Mexicans fleeing violence in Juarez spur a boom in El Paso
By Ana Campoy
The Wall Street Journal
The buttoned-down city of El Paso, Texas, on the Mexican border feels like a boomtown these days, as entrepreneurs fleeing drug violence in Ciudad Juárez head across the Rio Grande to open hip clubs and hot restaurants.
The violence in Mexico has provided an unexpected economic boost to El Paso, a city of more than 600,000 residents at the westernmost tip of Texas.
El Paso's unemployment rate was 9.8 percent in September, equal to the national average but far lower than in other border towns such as Brownsville and McAllen.
Cindy Ramos-Davidson, chief executive of the El Paso Hispanic Chamber of Commerce, said her staff was swamped with requests from Juárez businesspeople wanting to settle in El Paso. They started more than 200 companies in the 12 months ended July 31, a 40 percent jump from the same period last year.
"It's the largest migration of wealthy Mexican nationals [to El Paso] since the Mexican Revolution," said Beto O'Rourke, an El Paso city councilman, referring to the decade-long rebellion that began in 1910.
Not all newcomers to El Paso are refugees from violence. Other factors helping to boost the city's economy include a multibillion-dollar expansion of Fort Bliss, a military base that is attracting thousands of soldiers and aiding the local building industry, said Bill Gilmer, a senior economist at the El Paso branch of the Federal Reserve Bank of Dallas.
But El Paso is drawing hundreds, perhaps thousands, of Juárez residents looking for a safe place to live.

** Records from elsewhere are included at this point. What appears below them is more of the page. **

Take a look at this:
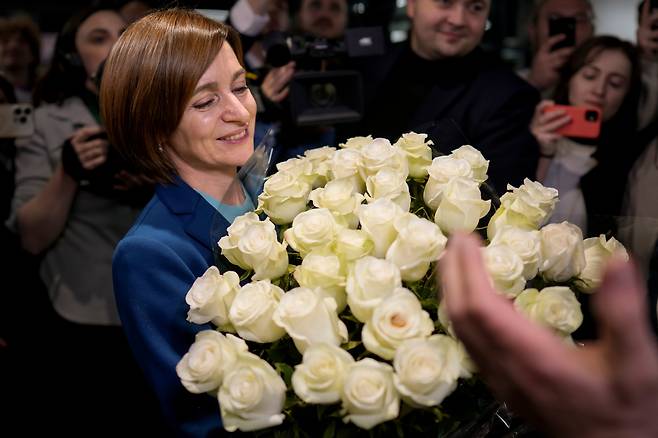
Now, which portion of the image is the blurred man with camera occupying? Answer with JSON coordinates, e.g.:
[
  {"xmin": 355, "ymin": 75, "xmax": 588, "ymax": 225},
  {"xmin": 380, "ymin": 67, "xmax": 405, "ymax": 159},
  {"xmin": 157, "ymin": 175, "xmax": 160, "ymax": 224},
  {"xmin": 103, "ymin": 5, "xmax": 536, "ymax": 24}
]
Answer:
[{"xmin": 358, "ymin": 0, "xmax": 539, "ymax": 193}]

There is no official estimate of the influx, but real-estate agents report a bump in home sales to Juárez residents. The apartment occupancy rate is about 92 percent, higher than in cities such as Houston and Dallas, where occupancy rates have slipped below 90%, according to MPF Research, which compiles apartment market information.
It isn't hard to understand why: The number of murders in Juárez exploded in the spring of 2008 and grew to more than 300 a month by August and September 2009, the highest monthly levels in a particularly violent year.